If heggies & investments banks are the reason for the run up...

Discussion in 'Commodity Futures' started by ProgrammerGuy, Jun 21, 2008.


  1. NO NO NO!!!
    If you are not taking delivery you are NOT moving the market on an Inter-contract basis. If it's a liquid market, if you start short and buy to close or start long and sell, THAT HAS NOTHING TO DO WITH IT.!!!!!

    If I wanted to buy 1,000,000 contracts of oil I'd drive the price up a shit load, however if I wanted the price of oil to maintain @ it's level the ONLY way would be to take the delivery of 1,000,000 contracts. If I sold em' the price would go down near to where I bought it at. Same thing works on the sell side


    The price of oil is determined by supply and demand at contract expiration. ------> how many people want to take delivery at a certain market price. NOW because oil has been moving up that means that buyers are willing to pay more for delivery, so DEMAND MUST BE MOVING UP (if supply is =)...


    but from whom???? They say that commercial demand really hasn't increased that much. So who are the aggressive buyers? The hedge funds & investment banks.

    I really don't think this is too hard to see. But the ? is WHY?
     
    #11     Jun 21, 2008
  2. First all; if you want to buy these contracts; someone(may include yourself) have to sell it to you; either by the producers or shortsellers. When you know the producers can not provide upon delivery dates by any reasons; and these shortsellers have to cover these short before the price going higher.

    What is the word for this situation? oh; short squeeze :D
     
    #12     Jun 21, 2008
  3. No, because they add to their positions.
     
    #13     Jun 21, 2008


  4. ----------------------------> this is true. But what does this have to do with what we're debating?
     
    #14     Jun 22, 2008

  5. ----> I think you've missed the point. What we're saying is that can't you affect the market (longer term) if you do not take delivery @ contract expiration. Because for every long & short you close out equating to being flat
     
    #15     Jun 22, 2008
  6. TIMMY57

    TIMMY57



    Wow actually come to think of it, I see what your saying. If speculators are not taking the delivery of the contract then if "there is huge say buy speculation" then youd probably see a huge sell off right at expiration because these people have to get out. But it doesn't
     
    #16     Jun 22, 2008
  7. Maybe another way to say this is "They say that commercial demand by entities *** that use the U.S. futures market *** may not have increased very much."

    But I doubt that the demand expressed by the entities that buy crude oil and refined products for China and India can be accurately analyzed by looking at the "commercial" data provided by the CFTC / NYMEX.
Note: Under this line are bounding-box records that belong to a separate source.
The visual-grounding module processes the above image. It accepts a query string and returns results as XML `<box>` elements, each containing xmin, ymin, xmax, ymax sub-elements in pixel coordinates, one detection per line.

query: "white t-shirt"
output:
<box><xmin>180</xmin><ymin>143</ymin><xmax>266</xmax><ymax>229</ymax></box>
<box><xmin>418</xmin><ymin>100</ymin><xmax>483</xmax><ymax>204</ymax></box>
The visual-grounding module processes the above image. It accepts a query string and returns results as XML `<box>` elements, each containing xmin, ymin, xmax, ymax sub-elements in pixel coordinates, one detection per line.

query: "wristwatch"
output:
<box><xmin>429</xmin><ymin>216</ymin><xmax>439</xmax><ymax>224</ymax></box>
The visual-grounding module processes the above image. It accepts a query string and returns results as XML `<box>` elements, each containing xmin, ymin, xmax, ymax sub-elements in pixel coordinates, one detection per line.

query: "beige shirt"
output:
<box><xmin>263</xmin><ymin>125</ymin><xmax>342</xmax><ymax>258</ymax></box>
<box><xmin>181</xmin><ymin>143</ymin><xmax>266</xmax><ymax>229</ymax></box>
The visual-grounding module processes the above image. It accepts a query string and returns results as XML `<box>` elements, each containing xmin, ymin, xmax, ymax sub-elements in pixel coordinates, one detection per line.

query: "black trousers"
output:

    It is quite possible that these entities that purchase crude oil for China and India purchase the physical crude oil directly from the oil producers via supply contracts or with "spot market" purchases of physical crude oil. Either of which would not necessarily involve the use of either the NYMEX (or the ICE).


    The evidence pointing to the "aggressive buyers" is more likely to present itself in IEA type data instead of CFTC/NYMEX type data.
     
    #17     Jun 22, 2008
  8. Great topic. With all the typical political/media blame on speculators it isn't surprising that even traders get caught up in the lie.

    As mentioned, you can't drive up the price without actually taking delivery. You can check the EIA storage numbers and see that there is no spike in oil storage (although there was an odd spike a few months ago when oil was around $110 - it has since sold off). The ongoing run up is purely supply and demand. The two main causes IMO are peak oil and the Fed debasing the dollar. Gee, what a surprise that the establishment prefers to blame speculators instead of telling the public, "you are headed over a cliff, oh and by the way the banking industry and Fed screwed you."
     
    #18     Jun 24, 2008
  9. Yeah. lots of finger pointing at the moment. Commodities markets have had a tendency to go parabolic for many decades. My data only goes back 35 years, but lots of mega spikes on just about every commodity there is from sugar to soybeans to platinum.

    The thing is, supplies are still getting snapped up at today's prices. The slow down in US consumption is offset elsewhere. As long as supply gets sucked up, kinda hard to blame the speculators.
     
    #19     Jun 24, 2008
  10. XBOT

    XBOT

    if you were to sell those 1 million contracts the market doesn't have to go back to where you bought them. it could go way below or stay above

    If you sell to someone at 50. And then they offer it at 60 and someone buys it from them and then sells it back to you at 70. then the last price traded was 70 and there is zero open interest and no one will take delivery.


    A sells to B at 50 - A Short one - B long one
    B sells to C at 60 - A Short one - C long one
    C sells to A at 70 - A,B,C are all flat now and the last trade was at 70.